As it turns out, it doesn't take Ileana long to clear Costa and to decide that Costa is in fact not the killer, but is being stalked by the killer. That's why she was called in because she is an ace at that sort of thing. There are a few plot twists, here and there, none plausible but entertaining just the same. Gena Rowlands is thrown in to the mix as the wicked Mother who tormented one of her twin sons who were supposed to be dead but may or may not be the killer. And everything careens down the suspense thriller runaway till we get to the final plot twist at the end. And that's about all you need to know in regards to the plot, less you start asking questions like the one in paragraph two.

A lot of what makes this work of course can be attributed to Jolie, Director Caruso, and to some degree writer Bokenkamp. It would have been easy for them to give us one of those tormented souls with a satchel full of cuckoo personality traits but she stays pretty much in character as to what an FBI should or should not be doing, well at least most of the time. Obviously she is attracted to Costa, but that attraction never weighs down her investigation or the script and that's a big plus.
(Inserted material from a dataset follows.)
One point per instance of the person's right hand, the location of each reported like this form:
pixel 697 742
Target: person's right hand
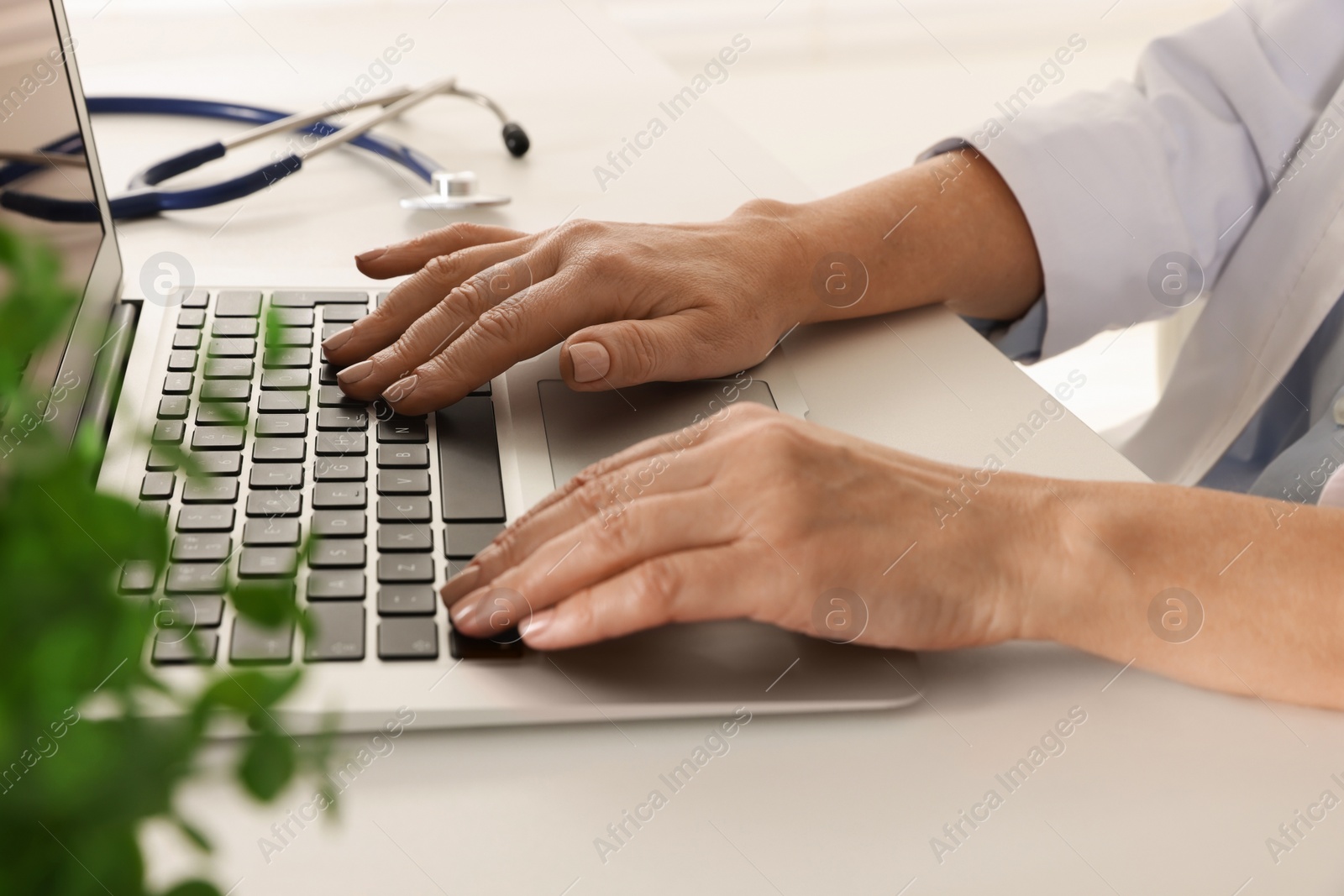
pixel 632 302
Rowlands is sufficiently haughty as Mrs. Asher, and she chews up the scenery fairly well in her brief scenes. Olivier' Martinez, John-Hugues Anglade, and Tcheky Karyo play the French Police. Martinez and Karyo don't think too highly of Ileana, but are kept in place by their boss Duval (Anglade). And thankfully none of them are written as just being dumb cops who are there just so we can see how much better Ileana is. Oh yeah, Keifer Sutherland is lurking about too, but you'll have to see the film to find out why.

The plot holes and plot contrivances are many, as that seems to go with the territory these days. The fact is though that Taking Lives offers enough of everything else that if you're willing to give it a pass on those things, you may just be able to enjoy it enough to let it get by. I had enough fun with it to do just that, and when any film gets me to suspend my disbelief long enough to have a little fun, I have no choice but to give it my grade which for Taking Lives is a B-.